Home Big Data Spark on AWS Lambda: An Apache Spark runtime for AWS Lambda

Spark on AWS Lambda: An Apache Spark runtime for AWS Lambda

Spark on AWS Lambda: An Apache Spark runtime for AWS Lambda


Spark on AWS Lambda (SoAL) is a framework that runs Apache Spark workloads on AWS Lambda. It’s designed for each batch and event-based workloads, dealing with knowledge payload sizes from 10 KB to 400 MB. This framework is good for batch analytics workloads from Amazon Easy Storage Service (Amazon S3) and event-based streaming from Amazon Managed Streaming for Apache Kafka (Amazon MSK) and Amazon Kinesis. The framework seamlessly integrates knowledge with platforms like Apache Iceberg, Apache Delta Lake, Apache HUDI, Amazon Redshift, and Snowflake, providing a low-cost and scalable knowledge processing answer. SoAL supplies a framework that lets you run data-processing engines like Apache Spark and reap the benefits of the advantages of serverless structure, like auto scaling and compute for analytics workloads.
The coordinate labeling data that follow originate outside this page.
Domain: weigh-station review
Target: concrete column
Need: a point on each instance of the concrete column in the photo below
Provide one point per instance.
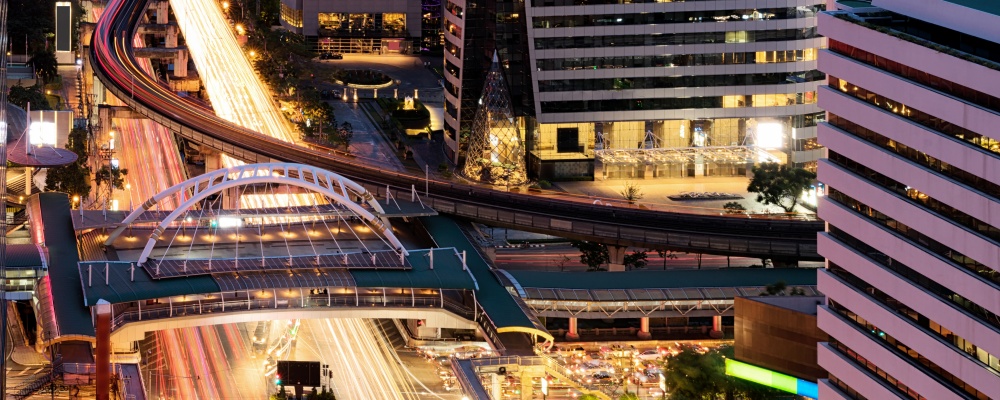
(102, 356)
(716, 332)
(161, 12)
(573, 334)
(644, 329)
(526, 389)
(616, 258)
(171, 41)
(180, 64)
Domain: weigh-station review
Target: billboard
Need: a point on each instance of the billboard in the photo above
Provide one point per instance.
(299, 373)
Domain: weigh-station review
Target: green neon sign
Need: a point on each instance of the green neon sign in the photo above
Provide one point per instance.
(770, 378)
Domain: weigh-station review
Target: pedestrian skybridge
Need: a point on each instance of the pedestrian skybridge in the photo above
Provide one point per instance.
(218, 258)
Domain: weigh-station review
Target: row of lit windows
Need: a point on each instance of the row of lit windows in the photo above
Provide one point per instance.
(667, 39)
(667, 82)
(860, 360)
(926, 324)
(916, 278)
(737, 101)
(917, 197)
(918, 75)
(904, 351)
(454, 9)
(550, 3)
(392, 24)
(291, 16)
(916, 238)
(675, 60)
(974, 181)
(956, 341)
(649, 18)
(916, 116)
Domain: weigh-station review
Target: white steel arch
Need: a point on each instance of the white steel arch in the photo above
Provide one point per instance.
(334, 186)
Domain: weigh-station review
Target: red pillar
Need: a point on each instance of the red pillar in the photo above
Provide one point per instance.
(572, 334)
(103, 352)
(644, 329)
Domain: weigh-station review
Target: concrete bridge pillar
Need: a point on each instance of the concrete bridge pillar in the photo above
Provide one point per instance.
(716, 332)
(573, 333)
(180, 64)
(616, 258)
(171, 41)
(102, 356)
(644, 329)
(162, 13)
(213, 159)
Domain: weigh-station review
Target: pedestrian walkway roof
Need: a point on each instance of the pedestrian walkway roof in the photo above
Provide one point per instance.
(707, 284)
(63, 315)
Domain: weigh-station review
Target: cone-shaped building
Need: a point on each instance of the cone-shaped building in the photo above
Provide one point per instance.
(496, 154)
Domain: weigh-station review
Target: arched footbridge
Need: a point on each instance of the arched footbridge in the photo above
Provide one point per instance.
(115, 66)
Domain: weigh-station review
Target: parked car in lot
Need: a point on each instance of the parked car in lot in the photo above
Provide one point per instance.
(331, 56)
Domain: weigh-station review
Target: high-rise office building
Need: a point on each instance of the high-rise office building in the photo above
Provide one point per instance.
(913, 178)
(587, 75)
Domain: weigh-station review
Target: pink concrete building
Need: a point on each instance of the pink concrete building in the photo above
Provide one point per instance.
(913, 202)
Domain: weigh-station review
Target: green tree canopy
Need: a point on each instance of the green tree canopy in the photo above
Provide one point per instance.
(22, 95)
(592, 254)
(780, 185)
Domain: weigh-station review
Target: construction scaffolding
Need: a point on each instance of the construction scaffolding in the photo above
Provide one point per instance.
(496, 153)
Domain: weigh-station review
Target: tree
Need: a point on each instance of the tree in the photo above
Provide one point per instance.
(635, 260)
(74, 178)
(111, 175)
(22, 95)
(734, 207)
(665, 254)
(631, 192)
(45, 64)
(779, 185)
(691, 375)
(592, 254)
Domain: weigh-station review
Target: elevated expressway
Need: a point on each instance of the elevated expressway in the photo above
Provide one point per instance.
(115, 66)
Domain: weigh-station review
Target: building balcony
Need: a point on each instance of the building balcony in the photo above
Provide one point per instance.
(962, 155)
(919, 299)
(940, 187)
(966, 283)
(941, 61)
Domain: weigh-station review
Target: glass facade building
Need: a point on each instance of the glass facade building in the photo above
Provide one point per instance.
(912, 177)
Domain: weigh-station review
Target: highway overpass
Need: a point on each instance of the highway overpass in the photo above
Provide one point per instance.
(115, 66)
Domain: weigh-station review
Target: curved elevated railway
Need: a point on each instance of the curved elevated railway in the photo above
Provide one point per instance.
(115, 66)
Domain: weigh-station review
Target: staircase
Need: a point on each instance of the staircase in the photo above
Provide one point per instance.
(391, 332)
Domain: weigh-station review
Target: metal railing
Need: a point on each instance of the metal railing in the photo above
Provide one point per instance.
(200, 307)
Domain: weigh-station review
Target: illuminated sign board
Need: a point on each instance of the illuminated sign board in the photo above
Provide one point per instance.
(771, 379)
(64, 26)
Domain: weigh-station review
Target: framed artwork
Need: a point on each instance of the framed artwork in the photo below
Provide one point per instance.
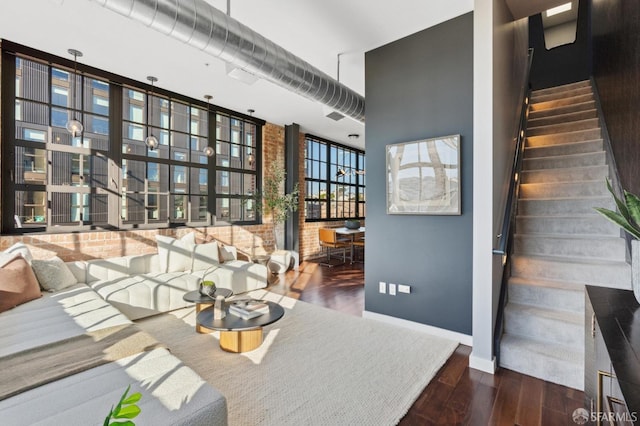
(423, 177)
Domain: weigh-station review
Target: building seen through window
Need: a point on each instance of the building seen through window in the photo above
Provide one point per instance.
(106, 177)
(335, 181)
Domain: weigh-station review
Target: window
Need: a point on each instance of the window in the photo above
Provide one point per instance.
(236, 176)
(106, 177)
(60, 180)
(335, 181)
(156, 183)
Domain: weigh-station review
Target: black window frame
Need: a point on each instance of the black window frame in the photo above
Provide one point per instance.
(327, 178)
(114, 154)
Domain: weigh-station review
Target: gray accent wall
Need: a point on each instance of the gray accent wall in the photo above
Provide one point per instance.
(421, 87)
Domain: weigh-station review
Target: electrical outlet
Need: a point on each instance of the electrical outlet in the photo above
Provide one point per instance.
(402, 288)
(392, 289)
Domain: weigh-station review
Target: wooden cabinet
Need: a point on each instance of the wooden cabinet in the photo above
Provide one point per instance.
(612, 346)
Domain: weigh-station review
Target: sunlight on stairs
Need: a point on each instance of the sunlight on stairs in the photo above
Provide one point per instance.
(561, 243)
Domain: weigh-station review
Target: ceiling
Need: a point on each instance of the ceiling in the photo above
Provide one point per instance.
(316, 31)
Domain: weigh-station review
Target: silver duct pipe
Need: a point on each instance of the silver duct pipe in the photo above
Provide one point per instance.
(198, 24)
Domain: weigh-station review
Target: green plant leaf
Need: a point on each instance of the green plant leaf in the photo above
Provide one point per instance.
(619, 220)
(622, 207)
(633, 206)
(135, 397)
(128, 412)
(106, 421)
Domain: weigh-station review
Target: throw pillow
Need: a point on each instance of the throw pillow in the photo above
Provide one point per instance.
(205, 256)
(22, 249)
(18, 284)
(175, 255)
(53, 274)
(227, 253)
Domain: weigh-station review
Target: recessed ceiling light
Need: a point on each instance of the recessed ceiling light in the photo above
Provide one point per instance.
(558, 9)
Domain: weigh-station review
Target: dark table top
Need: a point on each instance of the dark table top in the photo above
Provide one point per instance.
(234, 323)
(195, 296)
(618, 316)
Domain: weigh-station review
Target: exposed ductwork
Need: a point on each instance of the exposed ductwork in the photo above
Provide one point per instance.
(198, 24)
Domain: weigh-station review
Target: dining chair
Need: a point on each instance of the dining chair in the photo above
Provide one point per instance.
(330, 242)
(358, 243)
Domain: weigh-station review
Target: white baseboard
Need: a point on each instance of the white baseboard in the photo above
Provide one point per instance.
(482, 364)
(435, 331)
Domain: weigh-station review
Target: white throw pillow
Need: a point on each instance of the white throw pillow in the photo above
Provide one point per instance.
(228, 253)
(205, 256)
(22, 249)
(175, 255)
(53, 274)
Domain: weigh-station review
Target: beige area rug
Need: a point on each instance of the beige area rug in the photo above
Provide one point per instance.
(315, 367)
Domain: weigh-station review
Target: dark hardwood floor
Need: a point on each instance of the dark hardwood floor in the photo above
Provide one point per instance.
(457, 395)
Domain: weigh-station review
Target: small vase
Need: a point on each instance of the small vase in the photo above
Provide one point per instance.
(635, 268)
(207, 290)
(218, 308)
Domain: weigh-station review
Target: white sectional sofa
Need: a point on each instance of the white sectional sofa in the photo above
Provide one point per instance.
(172, 393)
(139, 286)
(112, 293)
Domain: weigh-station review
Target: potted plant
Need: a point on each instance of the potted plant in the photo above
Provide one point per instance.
(628, 218)
(207, 288)
(273, 201)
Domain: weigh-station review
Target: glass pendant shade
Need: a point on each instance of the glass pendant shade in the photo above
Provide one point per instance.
(151, 142)
(208, 151)
(74, 127)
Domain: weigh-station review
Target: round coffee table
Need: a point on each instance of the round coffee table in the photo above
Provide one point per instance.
(203, 301)
(236, 334)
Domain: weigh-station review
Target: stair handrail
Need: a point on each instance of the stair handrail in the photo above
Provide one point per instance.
(514, 182)
(504, 237)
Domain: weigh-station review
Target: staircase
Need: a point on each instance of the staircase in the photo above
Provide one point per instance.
(561, 243)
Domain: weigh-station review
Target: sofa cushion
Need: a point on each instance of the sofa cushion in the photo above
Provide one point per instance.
(55, 316)
(205, 256)
(22, 249)
(175, 255)
(53, 274)
(107, 269)
(18, 284)
(140, 296)
(172, 394)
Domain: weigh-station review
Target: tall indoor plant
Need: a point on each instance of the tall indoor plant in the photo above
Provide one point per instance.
(273, 200)
(628, 218)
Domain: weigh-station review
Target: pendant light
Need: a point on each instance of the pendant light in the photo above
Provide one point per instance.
(250, 156)
(208, 150)
(74, 126)
(151, 141)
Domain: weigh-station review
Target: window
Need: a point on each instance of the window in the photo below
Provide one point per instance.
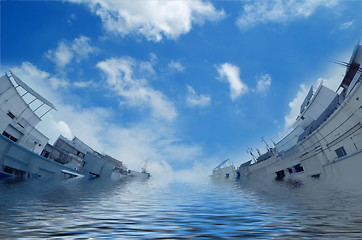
(298, 168)
(340, 152)
(10, 137)
(11, 115)
(280, 175)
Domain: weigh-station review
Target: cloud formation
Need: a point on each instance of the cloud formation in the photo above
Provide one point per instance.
(175, 66)
(136, 92)
(278, 11)
(231, 73)
(152, 19)
(263, 83)
(132, 144)
(78, 49)
(195, 100)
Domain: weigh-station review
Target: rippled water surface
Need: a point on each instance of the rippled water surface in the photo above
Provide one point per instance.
(83, 209)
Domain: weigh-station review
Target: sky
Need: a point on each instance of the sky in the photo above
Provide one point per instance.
(183, 84)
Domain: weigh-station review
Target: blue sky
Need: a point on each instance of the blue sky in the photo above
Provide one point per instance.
(184, 84)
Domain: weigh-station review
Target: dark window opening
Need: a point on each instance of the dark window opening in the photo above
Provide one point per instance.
(45, 153)
(280, 175)
(13, 171)
(11, 115)
(298, 168)
(340, 152)
(316, 176)
(10, 137)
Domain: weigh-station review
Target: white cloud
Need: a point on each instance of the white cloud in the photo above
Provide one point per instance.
(278, 11)
(346, 25)
(152, 19)
(58, 82)
(231, 74)
(79, 49)
(132, 144)
(176, 66)
(294, 106)
(84, 84)
(195, 100)
(136, 92)
(263, 83)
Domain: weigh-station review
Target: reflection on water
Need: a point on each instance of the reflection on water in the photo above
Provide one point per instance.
(146, 210)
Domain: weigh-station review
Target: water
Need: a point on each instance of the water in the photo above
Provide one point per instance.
(94, 209)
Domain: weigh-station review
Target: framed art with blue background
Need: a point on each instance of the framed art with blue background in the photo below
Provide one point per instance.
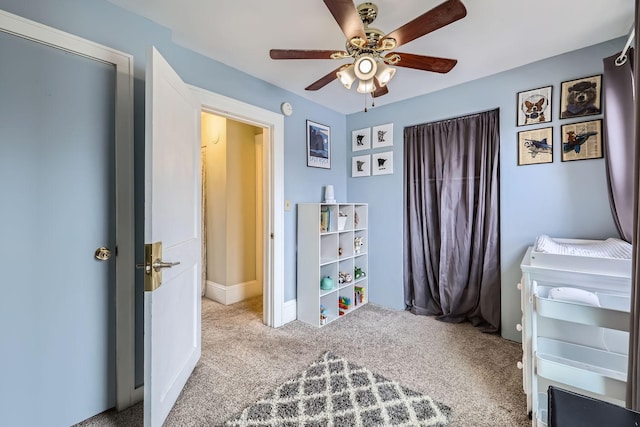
(318, 145)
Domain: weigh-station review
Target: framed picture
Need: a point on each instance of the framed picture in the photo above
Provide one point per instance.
(534, 106)
(581, 97)
(383, 135)
(535, 146)
(582, 140)
(318, 145)
(361, 139)
(361, 165)
(382, 163)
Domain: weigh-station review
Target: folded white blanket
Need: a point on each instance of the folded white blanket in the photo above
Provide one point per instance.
(574, 295)
(610, 248)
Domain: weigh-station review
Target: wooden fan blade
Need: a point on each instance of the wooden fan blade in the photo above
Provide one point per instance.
(347, 17)
(302, 54)
(441, 15)
(425, 63)
(323, 81)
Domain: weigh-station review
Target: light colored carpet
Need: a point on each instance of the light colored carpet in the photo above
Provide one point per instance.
(475, 374)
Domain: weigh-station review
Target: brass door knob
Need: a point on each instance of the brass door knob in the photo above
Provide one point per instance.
(103, 253)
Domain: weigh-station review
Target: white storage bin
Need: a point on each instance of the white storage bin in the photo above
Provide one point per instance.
(613, 312)
(541, 414)
(597, 371)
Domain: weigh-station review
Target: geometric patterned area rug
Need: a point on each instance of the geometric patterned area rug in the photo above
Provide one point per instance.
(335, 392)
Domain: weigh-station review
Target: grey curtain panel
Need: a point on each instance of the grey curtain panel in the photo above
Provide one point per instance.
(633, 372)
(619, 130)
(451, 228)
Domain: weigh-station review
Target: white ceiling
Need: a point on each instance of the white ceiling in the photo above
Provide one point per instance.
(496, 35)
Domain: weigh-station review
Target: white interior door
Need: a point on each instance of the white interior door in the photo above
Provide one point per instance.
(172, 217)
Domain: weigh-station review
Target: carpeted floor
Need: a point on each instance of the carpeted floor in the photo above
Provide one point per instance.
(474, 374)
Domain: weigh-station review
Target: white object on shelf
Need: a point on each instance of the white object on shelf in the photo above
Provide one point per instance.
(328, 253)
(542, 256)
(328, 194)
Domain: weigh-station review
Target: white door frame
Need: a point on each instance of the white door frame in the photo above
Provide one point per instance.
(125, 244)
(273, 196)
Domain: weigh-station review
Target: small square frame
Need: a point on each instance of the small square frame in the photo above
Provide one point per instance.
(582, 140)
(382, 136)
(581, 97)
(382, 163)
(534, 106)
(361, 166)
(318, 145)
(361, 139)
(535, 146)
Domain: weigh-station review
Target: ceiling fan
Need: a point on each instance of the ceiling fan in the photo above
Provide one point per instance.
(371, 48)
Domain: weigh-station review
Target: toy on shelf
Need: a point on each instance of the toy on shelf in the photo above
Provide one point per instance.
(323, 315)
(326, 283)
(344, 277)
(357, 244)
(344, 303)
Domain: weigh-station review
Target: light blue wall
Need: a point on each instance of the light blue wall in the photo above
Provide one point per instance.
(107, 24)
(558, 199)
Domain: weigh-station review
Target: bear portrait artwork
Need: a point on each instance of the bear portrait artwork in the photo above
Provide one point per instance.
(581, 97)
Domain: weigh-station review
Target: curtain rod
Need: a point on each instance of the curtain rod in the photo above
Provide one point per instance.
(622, 58)
(450, 119)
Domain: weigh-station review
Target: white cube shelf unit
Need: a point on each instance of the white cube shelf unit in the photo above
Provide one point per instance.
(333, 242)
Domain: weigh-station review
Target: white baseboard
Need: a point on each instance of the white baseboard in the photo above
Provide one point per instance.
(232, 294)
(289, 311)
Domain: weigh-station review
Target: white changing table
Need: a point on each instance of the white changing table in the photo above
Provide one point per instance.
(575, 346)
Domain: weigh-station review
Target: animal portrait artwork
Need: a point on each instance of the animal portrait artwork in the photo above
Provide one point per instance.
(361, 139)
(534, 106)
(361, 165)
(382, 163)
(582, 140)
(535, 146)
(581, 97)
(534, 109)
(382, 136)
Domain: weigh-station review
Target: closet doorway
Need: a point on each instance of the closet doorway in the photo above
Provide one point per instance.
(233, 209)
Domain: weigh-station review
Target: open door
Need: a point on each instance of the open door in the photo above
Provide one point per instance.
(172, 322)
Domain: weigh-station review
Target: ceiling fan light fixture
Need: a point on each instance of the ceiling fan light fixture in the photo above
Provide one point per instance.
(365, 67)
(366, 86)
(385, 73)
(347, 76)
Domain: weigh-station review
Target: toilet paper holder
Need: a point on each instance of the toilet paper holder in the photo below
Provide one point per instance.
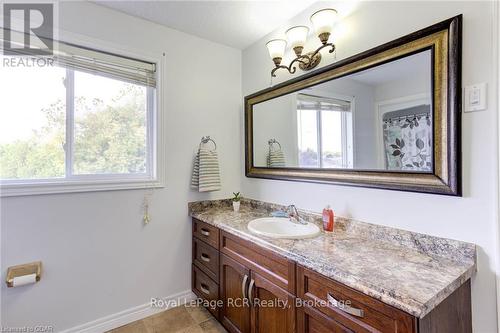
(23, 270)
This submit highlights the SoAL structure, supplies infrastructure as code (IaC), presents step-by-step directions for establishing the SoAL framework in your AWS account, and descriptions SoAL architectural patterns for enterprises.

Resolution overview

Apache Spark presents cluster mode and native mode deployments, with the previous incurring latency because of the cluster initialization and warmup. Though Apache Spark’s cluster-based engines are generally used for knowledge processing, particularly with ACID frameworks, they exhibit excessive useful resource overhead and slower efficiency for payloads beneath 50 MB in comparison with the extra environment friendly Pandas framework for smaller datasets. When in comparison with Apache Spark cluster mode, native mode supplies quicker initialization and higher efficiency for small analytics workloads. The Apache Spark native mode on the SoAL framework is optimized for small analytics workloads, and cluster mode is optimized for bigger analytics workloads, making it a flexible framework for enterprises.

We offer an AWS Serverless Software Mannequin (AWS SAM) template, obtainable within the GitHub repo, to deploy the SoAL framework in an AWS account. The AWS SAM template builds the Docker picture, pushes it to the Amazon Elastic Container Registry (Amazon ECR) repository, after which creates the Lambda perform. The AWS SAM template expedites the setup and adoption of the SoAL framework for AWS prospects.

SoAL structure

The SoAL framework supplies native mode and containerized Apache Spark working on Lambda. Within the SoAL framework, Lambda runs in a Docker container with Apache Spark and AWS dependencies put in. On invocation, the SoAL framework’s Lambda handler fetches the PySpark script from an S3 folder and submits the Spark job on Lambda. The logs for the Spark jobs are recorded in Amazon CloudWatch.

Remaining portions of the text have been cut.